Honoraria Payments: B-1 Business Visa holders who engage in activities at certain higher educational institutions, related nonprofit organizations, or nonprofit or governmental research organizations are eligible to receive honoraria payments and incidental expenses for usual academic activities lasting no more than 9 days at any single such institution or organization. More information on B-1 Visa Honoraria.
The B-2 Tourist Visa enables foreign nationals to travel temporarily in the US. Such trips cannot involve employment. Your length of stay may be up to one year. B visa holders may change or extend their status to other categories. But remember that the B visa requires intent to remain in the US only temporarily.

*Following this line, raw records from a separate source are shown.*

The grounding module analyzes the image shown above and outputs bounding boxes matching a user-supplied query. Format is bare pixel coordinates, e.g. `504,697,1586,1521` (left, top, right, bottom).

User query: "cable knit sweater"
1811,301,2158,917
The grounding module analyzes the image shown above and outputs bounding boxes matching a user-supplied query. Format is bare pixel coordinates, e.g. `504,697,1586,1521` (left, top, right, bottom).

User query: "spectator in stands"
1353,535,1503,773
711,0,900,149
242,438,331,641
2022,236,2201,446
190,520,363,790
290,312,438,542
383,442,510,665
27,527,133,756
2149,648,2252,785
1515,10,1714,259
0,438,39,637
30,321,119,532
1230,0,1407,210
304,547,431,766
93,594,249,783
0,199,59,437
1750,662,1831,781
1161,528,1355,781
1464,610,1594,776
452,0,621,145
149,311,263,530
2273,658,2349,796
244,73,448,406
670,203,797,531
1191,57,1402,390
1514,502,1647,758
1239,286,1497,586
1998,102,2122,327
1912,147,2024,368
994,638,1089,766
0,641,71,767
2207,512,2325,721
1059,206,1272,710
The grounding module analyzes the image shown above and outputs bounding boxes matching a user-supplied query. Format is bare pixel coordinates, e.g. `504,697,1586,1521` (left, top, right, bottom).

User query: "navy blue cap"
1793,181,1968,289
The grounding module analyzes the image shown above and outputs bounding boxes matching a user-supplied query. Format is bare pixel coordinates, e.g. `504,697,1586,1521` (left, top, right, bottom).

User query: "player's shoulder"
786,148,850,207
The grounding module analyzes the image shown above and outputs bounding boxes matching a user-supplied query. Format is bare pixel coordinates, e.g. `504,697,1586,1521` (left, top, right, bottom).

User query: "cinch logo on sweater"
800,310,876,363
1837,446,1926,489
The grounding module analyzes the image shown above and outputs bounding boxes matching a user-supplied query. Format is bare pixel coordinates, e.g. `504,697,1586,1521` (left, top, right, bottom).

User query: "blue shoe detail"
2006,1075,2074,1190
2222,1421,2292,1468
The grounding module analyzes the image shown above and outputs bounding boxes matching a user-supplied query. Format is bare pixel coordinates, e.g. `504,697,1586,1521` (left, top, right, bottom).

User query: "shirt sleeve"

So take care when trying to amend or extend your stay to avoid violating the terms of the B visa.
Note that nationals of countries participating in the Visa Waiver Program (VWP) may enter the US without a visa and stay for a period of up to 90 days.
You must depart the US on/before the date on your admission stamp or I-94 unless USCIS approves a request to extend your stay.
Failure to depart the US on time will result in you being out of status. US law automatically voids visas of travelers who are out of status. Multiple-entry visas that become void are no longer valid for future US entries. Overstays may also become ineligible for US visas in the future. See Visa Denials and Ineligibilities and Waivers: Laws.
Individuals who enter under the Visa Waiver Program may not change or extend status while in the US. Rather, they must leave the US, and visit a US consulate to obtain a visa.